Unbeatable Dutch Spotted Hogget Steals the Spotlight at Castlewellan Show!

“Kilcoo Couple Triumphs at Castlewellan Show’s Sheep Inter-Breed Championship”

Orla and Patrick Grant from Kilcoo in Co. Down emerged as the winners of the sheep inter-breed championship at the Castlewellan Show held last weekend. The competition was judged by Archie McGregor, a renowned sheep expert from Stirling, Scotland. McGregor praised the winning hogget ewe, stating that it was an excellent representation of the Dutch Spotted breed, which is relatively new to Ireland. He also commended the overall quality of the sheep entered in the Castlewellan Show 2023.

Dutch Spotted sheep, originating from the Netherlands, are known for being naturally polled and consistently passing on their distinct color markings to their offspring, even in crossbreeding scenarios. These multi-purpose animals are equally valuable in both hill and lowland farming situations. When bred with a terminal sire, they produce lambs with a remarkably high kill-out percentage and excellent meat quality.

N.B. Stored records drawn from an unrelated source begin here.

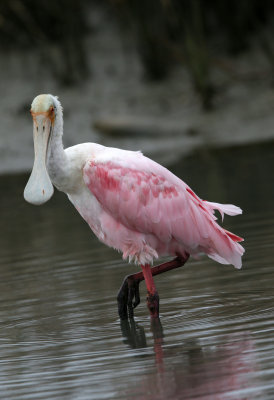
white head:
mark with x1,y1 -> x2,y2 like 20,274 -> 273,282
24,94 -> 62,205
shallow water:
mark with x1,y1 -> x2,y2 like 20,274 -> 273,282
0,144 -> 274,400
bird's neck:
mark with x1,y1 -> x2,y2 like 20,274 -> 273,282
47,113 -> 68,190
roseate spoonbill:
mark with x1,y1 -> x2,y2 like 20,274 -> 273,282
24,94 -> 244,319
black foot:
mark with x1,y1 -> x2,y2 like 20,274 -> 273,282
117,275 -> 140,319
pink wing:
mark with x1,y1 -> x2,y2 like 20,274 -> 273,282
83,153 -> 244,268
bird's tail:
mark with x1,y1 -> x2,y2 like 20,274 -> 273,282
204,201 -> 245,269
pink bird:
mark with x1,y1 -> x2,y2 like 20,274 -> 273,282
24,94 -> 244,319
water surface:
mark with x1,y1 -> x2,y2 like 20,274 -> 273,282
0,144 -> 274,400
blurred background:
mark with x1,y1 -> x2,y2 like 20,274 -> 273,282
0,0 -> 274,400
0,0 -> 274,172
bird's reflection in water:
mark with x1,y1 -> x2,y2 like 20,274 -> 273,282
121,319 -> 260,400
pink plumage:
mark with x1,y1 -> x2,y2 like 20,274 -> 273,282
24,94 -> 244,319
83,149 -> 244,268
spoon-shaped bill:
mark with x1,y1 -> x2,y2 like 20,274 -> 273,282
24,116 -> 54,205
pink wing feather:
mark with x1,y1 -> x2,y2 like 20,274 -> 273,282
83,153 -> 244,268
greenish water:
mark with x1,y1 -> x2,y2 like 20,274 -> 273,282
0,144 -> 274,400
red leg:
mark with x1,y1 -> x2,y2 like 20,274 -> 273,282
117,254 -> 189,319
141,264 -> 159,318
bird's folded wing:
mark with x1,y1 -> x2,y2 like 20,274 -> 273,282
83,157 -> 228,248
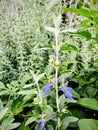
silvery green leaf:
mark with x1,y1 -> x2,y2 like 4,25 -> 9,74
61,28 -> 77,33
45,26 -> 55,33
46,0 -> 61,10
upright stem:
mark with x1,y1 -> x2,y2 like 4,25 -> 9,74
55,32 -> 60,129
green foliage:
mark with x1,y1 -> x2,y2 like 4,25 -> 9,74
79,119 -> 98,130
0,0 -> 98,130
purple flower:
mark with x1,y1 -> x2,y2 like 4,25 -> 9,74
42,82 -> 53,93
36,118 -> 45,130
61,86 -> 73,100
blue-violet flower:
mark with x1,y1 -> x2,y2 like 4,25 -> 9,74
61,86 -> 73,100
36,118 -> 45,130
42,82 -> 53,93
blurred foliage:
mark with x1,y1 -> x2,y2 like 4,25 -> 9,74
0,0 -> 98,130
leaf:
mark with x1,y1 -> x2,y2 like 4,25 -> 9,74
61,44 -> 77,51
79,119 -> 98,130
18,89 -> 37,95
0,108 -> 8,120
0,82 -> 6,89
18,122 -> 30,130
77,98 -> 98,110
65,8 -> 92,18
26,115 -> 39,125
70,31 -> 91,40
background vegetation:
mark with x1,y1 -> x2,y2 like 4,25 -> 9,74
0,0 -> 98,130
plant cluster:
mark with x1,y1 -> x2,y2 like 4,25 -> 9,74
0,0 -> 98,130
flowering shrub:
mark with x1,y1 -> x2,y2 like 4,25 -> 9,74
0,0 -> 98,130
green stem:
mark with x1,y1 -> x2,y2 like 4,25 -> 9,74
55,33 -> 60,129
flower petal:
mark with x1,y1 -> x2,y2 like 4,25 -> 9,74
40,122 -> 45,130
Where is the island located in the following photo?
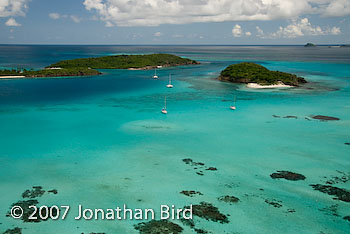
[0,54,199,78]
[219,62,307,88]
[304,42,316,47]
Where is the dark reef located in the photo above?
[182,158,218,176]
[310,184,350,202]
[311,115,340,121]
[22,186,45,198]
[270,171,306,181]
[3,227,22,234]
[186,202,229,223]
[265,199,283,208]
[134,220,183,234]
[180,190,203,197]
[218,195,239,203]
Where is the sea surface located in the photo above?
[0,45,350,234]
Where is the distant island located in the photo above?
[0,54,199,78]
[219,62,307,88]
[304,42,316,47]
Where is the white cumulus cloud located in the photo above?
[262,18,341,38]
[49,12,82,23]
[5,18,21,27]
[70,15,81,23]
[232,24,242,37]
[232,24,252,37]
[154,32,163,37]
[0,0,29,17]
[83,0,350,26]
[49,12,61,19]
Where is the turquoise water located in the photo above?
[0,46,350,233]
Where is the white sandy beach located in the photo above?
[247,82,293,89]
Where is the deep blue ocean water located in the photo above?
[0,45,350,233]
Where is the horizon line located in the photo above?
[0,43,349,46]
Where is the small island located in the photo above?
[219,62,307,88]
[0,54,199,78]
[304,42,316,47]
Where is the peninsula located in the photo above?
[219,62,307,88]
[0,54,199,78]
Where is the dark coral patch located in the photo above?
[205,167,218,171]
[47,189,58,194]
[180,190,203,197]
[218,195,239,203]
[186,202,229,223]
[311,115,340,121]
[134,219,183,234]
[283,115,298,119]
[3,227,22,234]
[182,158,218,176]
[270,171,306,181]
[6,199,57,223]
[22,186,45,198]
[6,200,41,223]
[265,199,283,208]
[310,184,350,202]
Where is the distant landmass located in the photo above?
[304,42,316,47]
[0,54,199,78]
[219,62,307,86]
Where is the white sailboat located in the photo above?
[162,96,168,114]
[153,68,159,80]
[230,95,236,110]
[166,74,174,88]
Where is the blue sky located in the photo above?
[0,0,350,45]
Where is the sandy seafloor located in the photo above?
[0,46,350,234]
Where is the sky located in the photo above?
[0,0,350,45]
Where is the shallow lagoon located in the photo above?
[0,46,350,233]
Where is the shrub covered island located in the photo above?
[0,54,199,77]
[219,62,306,86]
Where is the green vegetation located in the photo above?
[0,54,198,77]
[219,63,306,86]
[0,68,101,77]
[49,54,198,69]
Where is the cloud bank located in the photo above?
[83,0,350,26]
[0,0,29,17]
[256,18,341,38]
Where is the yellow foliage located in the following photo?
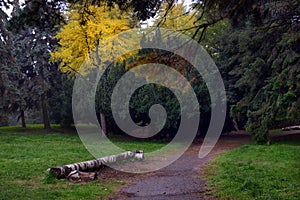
[51,6,131,74]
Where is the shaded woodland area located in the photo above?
[0,0,300,143]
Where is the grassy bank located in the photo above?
[0,126,164,199]
[204,138,300,199]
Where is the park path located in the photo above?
[110,133,250,200]
[109,130,300,200]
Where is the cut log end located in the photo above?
[47,150,144,180]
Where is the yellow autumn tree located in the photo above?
[51,6,132,74]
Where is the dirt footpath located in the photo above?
[110,133,251,200]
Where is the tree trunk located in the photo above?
[41,95,51,129]
[47,150,144,181]
[100,112,107,137]
[21,109,26,128]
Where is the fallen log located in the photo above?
[282,125,300,131]
[47,150,144,180]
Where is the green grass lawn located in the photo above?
[0,126,164,200]
[204,139,300,200]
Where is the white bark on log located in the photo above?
[47,150,144,179]
[282,125,300,131]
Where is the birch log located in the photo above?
[47,150,144,179]
[282,125,300,131]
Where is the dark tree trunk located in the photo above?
[21,109,26,128]
[100,112,107,137]
[42,95,51,129]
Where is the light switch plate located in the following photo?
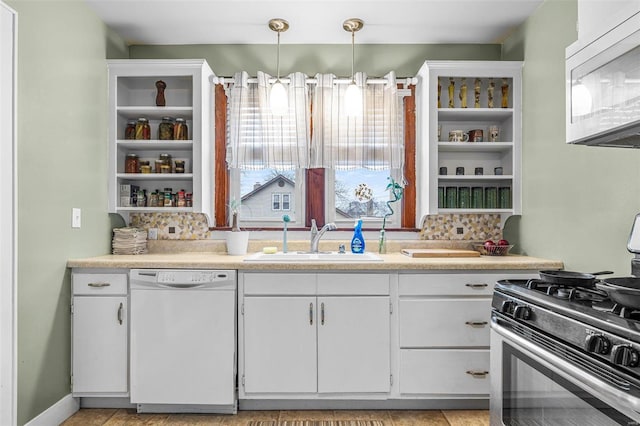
[71,208,82,228]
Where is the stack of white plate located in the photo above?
[111,227,147,254]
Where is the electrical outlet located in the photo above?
[71,207,82,228]
[147,228,158,240]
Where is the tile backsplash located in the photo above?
[131,213,502,241]
[420,214,502,241]
[130,213,211,240]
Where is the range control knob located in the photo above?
[513,305,531,320]
[500,300,515,314]
[584,334,611,355]
[611,345,640,367]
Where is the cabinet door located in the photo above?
[73,296,128,395]
[318,296,391,393]
[244,296,317,393]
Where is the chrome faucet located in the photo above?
[309,219,338,253]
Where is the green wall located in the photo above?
[130,44,501,77]
[503,0,640,275]
[8,0,127,425]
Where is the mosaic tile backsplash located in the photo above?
[131,213,502,241]
[420,214,502,241]
[130,213,211,240]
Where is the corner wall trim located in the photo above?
[25,394,80,426]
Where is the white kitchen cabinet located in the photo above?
[400,349,491,395]
[416,61,522,217]
[71,273,129,396]
[243,296,317,393]
[107,59,215,224]
[398,271,535,398]
[239,272,391,398]
[318,296,390,393]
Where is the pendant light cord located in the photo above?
[276,31,280,81]
[351,30,356,84]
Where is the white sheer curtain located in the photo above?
[227,71,311,170]
[311,71,404,170]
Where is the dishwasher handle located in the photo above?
[158,283,204,290]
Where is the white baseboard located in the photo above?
[25,394,80,426]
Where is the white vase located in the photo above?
[225,231,249,256]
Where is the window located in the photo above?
[326,169,402,228]
[230,169,304,227]
[216,75,415,229]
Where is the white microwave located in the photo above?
[565,13,640,148]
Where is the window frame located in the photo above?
[226,167,306,230]
[212,83,418,232]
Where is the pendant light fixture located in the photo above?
[269,18,289,115]
[342,18,364,117]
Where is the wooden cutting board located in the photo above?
[400,249,480,257]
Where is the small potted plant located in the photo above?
[225,199,249,256]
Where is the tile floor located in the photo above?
[62,408,489,426]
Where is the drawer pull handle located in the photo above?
[465,321,488,327]
[465,283,489,290]
[467,370,489,379]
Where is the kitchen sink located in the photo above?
[244,251,382,263]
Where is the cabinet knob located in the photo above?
[118,303,124,325]
[465,321,488,328]
[467,370,489,379]
[465,283,489,290]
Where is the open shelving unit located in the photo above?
[108,59,216,224]
[416,61,522,218]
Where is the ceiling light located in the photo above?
[269,18,289,115]
[342,18,364,117]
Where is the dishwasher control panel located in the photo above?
[129,269,236,287]
[156,271,220,284]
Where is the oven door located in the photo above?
[490,317,640,426]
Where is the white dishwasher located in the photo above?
[129,269,237,413]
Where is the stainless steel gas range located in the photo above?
[490,215,640,426]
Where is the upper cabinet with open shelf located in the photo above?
[108,59,215,224]
[416,61,522,220]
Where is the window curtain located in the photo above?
[227,71,311,170]
[311,71,404,170]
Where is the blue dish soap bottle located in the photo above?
[351,219,364,253]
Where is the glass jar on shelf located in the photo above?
[158,117,173,141]
[124,154,140,173]
[124,120,136,140]
[136,117,151,140]
[173,118,189,141]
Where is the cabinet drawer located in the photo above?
[71,273,127,296]
[244,273,316,296]
[318,273,389,296]
[398,271,537,296]
[400,349,490,395]
[399,299,491,348]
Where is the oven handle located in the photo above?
[491,318,640,413]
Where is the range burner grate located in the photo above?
[526,279,608,304]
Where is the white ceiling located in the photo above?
[85,0,544,44]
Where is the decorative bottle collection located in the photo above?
[438,77,510,108]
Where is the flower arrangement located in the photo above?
[229,198,240,232]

Castlewellan Show, held in Co. Down, lived up to its reputation of showcasing top-quality livestock. The supreme beef inter-breed championship title was claimed by the Rodgers family from Dromara. Their elite five-year-old Blonde d’Aquitaine cow, accompanied by a seven-month-old calf, impressed the judges. Victor Chestnutt, a former president of the Ulster Farmers’ Union and a respected pedigree livestock breeder, presided over the beef inter-breed classes at the show.

Chestnutt expressed his immediate admiration for the champion cow as soon as it entered the ring. He commended the animal’s excellent conformation and impressive locomotion. He also emphasized the importance of a working cow, highlighting the essence of cattle breeding. The Rodgers family has been breeding Blonde cattle for the past three decades.

During the Castlewellan Show, Chestnutt took the opportunity to underscore the significance of agriculture to the broader economy. He emphasized that despite Northern Ireland’s population of 1.8 million, the farming and food sectors are feeding the equivalent of 10 million people worldwide on a daily basis. He viewed this as a remarkable achievement and encouraged farmers to continue producing food while fulfilling climate change obligations.

In relation to beef, Chestnutt urged local restaurants to support Northern Ireland’s livestock sector by sourcing beef directly from local farms. He acknowledged that many catering outlets already collaborate with processors based in Northern Ireland but encouraged them to go the extra mile and prioritize locally sourced beef.